18 Jun 2023
After Colorado Conflagration (acrylic)
by Diane Drapcho
Silver birches one by one. Aspen
who know what to quake for. Saplings and
pine duff. Where there is smoke, leaves
dream of running. Manzanitas,
pepperwood, breath of heaven. Not every house
but a damn lot of houses. Where there is
smoke, trees reach skyward. Charcoal, bridges,
landfills. Matchsticks, branches,
middle-school hearts, black cats. Where there
is smoke, there may be women. Salem women or
Hartford. Joan of Arc. Triangle
shirtwaists. Sierra-Nevada sequoias alive
during the Song Dynasty, alive during
Council of Orleans. A cottage full of heretics in
Orleans. Where there is smoke, there may
be Lolita or The Bluest Eye.
Thích Quảng Đức in his robes and lotus.
The Stonewall’s disco ball. Mississippi crosses.

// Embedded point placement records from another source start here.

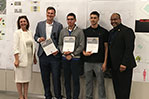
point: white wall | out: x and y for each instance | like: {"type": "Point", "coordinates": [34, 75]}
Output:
{"type": "Point", "coordinates": [129, 10]}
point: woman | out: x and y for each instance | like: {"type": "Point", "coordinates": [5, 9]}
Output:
{"type": "Point", "coordinates": [24, 53]}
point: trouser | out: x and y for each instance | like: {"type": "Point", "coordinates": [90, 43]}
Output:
{"type": "Point", "coordinates": [122, 83]}
{"type": "Point", "coordinates": [50, 64]}
{"type": "Point", "coordinates": [89, 68]}
{"type": "Point", "coordinates": [72, 68]}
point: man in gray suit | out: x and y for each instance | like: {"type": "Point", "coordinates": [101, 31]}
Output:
{"type": "Point", "coordinates": [49, 64]}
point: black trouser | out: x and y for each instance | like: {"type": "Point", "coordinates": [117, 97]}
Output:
{"type": "Point", "coordinates": [122, 83]}
{"type": "Point", "coordinates": [72, 68]}
{"type": "Point", "coordinates": [50, 64]}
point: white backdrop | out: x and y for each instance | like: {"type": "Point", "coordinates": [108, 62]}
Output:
{"type": "Point", "coordinates": [128, 10]}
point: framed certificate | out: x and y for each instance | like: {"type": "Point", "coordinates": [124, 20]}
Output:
{"type": "Point", "coordinates": [68, 43]}
{"type": "Point", "coordinates": [92, 44]}
{"type": "Point", "coordinates": [48, 47]}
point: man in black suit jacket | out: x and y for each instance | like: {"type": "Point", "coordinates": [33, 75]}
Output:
{"type": "Point", "coordinates": [121, 58]}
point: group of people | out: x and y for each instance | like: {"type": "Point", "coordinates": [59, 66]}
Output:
{"type": "Point", "coordinates": [114, 50]}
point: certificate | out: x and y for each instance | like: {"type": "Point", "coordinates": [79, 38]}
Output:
{"type": "Point", "coordinates": [68, 43]}
{"type": "Point", "coordinates": [92, 44]}
{"type": "Point", "coordinates": [48, 47]}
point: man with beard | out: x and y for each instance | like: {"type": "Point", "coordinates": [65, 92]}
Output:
{"type": "Point", "coordinates": [95, 62]}
{"type": "Point", "coordinates": [120, 56]}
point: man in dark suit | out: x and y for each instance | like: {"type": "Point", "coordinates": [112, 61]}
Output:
{"type": "Point", "coordinates": [121, 58]}
{"type": "Point", "coordinates": [44, 30]}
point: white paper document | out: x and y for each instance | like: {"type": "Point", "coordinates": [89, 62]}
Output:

AME altars. The Tsar’s Odessa.
Kristallnacht synagogues. The ovens.
Underbrush. Where there is smoke, someone
feeds on flame.
Behind the poem...
Written after an acrylic painting titled Colorado Conflagration by artist Diane Drapcho, my poem featured in a gallery show in Youngstown, Ohio, called Women Artists: A Celebration. It was sponsored by the local YMCA, and several women writers (including me) were commissioned to write ekphrastic poems inspired by the show’s artwork – some of which were read at a gallery reception.